Malgré ces avancées, l’IA n’est toujours pas humaine. Elle ne se soucie pas intrinsèquement de la raison, de la loyauté ou de la sûreté. Son seul objectif est d’accomplir la tâche pour laquelle elle a été programmée.
Il incombe donc aux développeurs d’IA d’y intégrer des valeurs et des objectifs humains. Autrement, un désalignement se produit et les systèmes d’IA peuvent produire des résultats préjudiciables qui conduisent à des biais, à la discrimination et à la désinformation.
Les efforts d’alignement actuels visent à maintenir les systèmes d’IA faibles en phase avec les valeurs et les objectifs humains. Mais les systèmes d’IAG et de SIA peuvent s’avérer exponentiellement plus à risque, plus difficiles à comprendre et à contrôler. Les techniques actuelles d’alignement de l’IA, qui reposent sur l’intelligence humaine, sont très probablement inadéquates pour aligner des systèmes d’IA plus intelligents que l’être humain.

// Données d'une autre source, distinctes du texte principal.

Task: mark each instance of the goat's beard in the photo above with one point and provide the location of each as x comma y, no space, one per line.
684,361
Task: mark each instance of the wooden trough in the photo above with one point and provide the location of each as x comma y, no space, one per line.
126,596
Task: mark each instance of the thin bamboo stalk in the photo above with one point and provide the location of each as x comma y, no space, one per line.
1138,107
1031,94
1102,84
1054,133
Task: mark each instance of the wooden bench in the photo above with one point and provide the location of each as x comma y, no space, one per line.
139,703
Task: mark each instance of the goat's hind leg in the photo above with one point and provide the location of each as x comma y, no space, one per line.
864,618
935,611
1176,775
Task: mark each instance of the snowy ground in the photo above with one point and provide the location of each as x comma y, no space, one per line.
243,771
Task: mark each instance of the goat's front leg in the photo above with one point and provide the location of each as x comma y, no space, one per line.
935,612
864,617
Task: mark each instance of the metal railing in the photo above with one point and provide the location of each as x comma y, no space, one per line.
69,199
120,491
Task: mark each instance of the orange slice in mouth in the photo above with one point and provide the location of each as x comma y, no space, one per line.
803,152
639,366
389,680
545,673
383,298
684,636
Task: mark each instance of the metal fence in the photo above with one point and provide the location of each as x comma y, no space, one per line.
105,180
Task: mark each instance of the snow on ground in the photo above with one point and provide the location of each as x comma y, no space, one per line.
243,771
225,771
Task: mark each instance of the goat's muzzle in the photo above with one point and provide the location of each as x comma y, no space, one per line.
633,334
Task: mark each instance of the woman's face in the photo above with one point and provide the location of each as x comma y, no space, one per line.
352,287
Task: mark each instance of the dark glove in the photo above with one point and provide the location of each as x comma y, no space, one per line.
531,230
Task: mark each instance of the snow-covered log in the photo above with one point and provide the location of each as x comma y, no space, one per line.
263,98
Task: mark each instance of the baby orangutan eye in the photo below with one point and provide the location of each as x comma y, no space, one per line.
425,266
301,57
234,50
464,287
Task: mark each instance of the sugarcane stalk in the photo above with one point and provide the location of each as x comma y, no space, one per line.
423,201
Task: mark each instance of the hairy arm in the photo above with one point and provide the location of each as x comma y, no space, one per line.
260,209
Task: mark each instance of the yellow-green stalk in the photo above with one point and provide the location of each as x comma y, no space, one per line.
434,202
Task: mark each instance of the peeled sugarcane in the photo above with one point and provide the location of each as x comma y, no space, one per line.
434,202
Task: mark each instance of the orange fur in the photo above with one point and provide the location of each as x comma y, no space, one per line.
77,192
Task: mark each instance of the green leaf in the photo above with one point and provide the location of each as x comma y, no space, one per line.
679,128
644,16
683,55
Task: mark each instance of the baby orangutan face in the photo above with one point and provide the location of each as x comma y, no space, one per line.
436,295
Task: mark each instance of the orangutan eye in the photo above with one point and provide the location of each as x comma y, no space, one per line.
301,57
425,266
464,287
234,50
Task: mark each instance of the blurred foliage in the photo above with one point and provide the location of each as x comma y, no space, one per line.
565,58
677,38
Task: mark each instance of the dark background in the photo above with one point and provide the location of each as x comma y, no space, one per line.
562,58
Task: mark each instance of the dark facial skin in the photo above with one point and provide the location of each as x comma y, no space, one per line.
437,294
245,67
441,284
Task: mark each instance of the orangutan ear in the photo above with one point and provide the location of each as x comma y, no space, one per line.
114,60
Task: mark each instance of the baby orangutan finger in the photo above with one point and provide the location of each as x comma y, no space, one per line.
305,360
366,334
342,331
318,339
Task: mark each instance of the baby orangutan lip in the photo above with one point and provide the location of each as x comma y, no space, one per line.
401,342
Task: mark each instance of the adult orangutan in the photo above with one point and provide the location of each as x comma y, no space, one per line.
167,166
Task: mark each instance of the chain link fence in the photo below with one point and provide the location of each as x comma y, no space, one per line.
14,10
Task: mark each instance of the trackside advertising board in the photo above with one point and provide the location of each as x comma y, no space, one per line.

Par exemple, l’apprentissage par renforcement à partir de la rétroaction humaine (RLHF) est une technique de machine learning dans laquelle un « modèle de récompense » est entraîné à l’aide de commentaires humains. La méthode RLHF a été la technique d’alignement privilégiée par OpenAI pour ses modèles GPT-3 et GPT-4 à la base de ChatGPT, tous considérés comme des modèles d’IA faible. Des techniques d’alignement nettement plus avancées seront nécessaires pour faire en sorte que les systèmes d’IA superintelligents présentent des niveaux similaires de robustesse, d’interprétabilité, de contrôlabilité et d’éthique.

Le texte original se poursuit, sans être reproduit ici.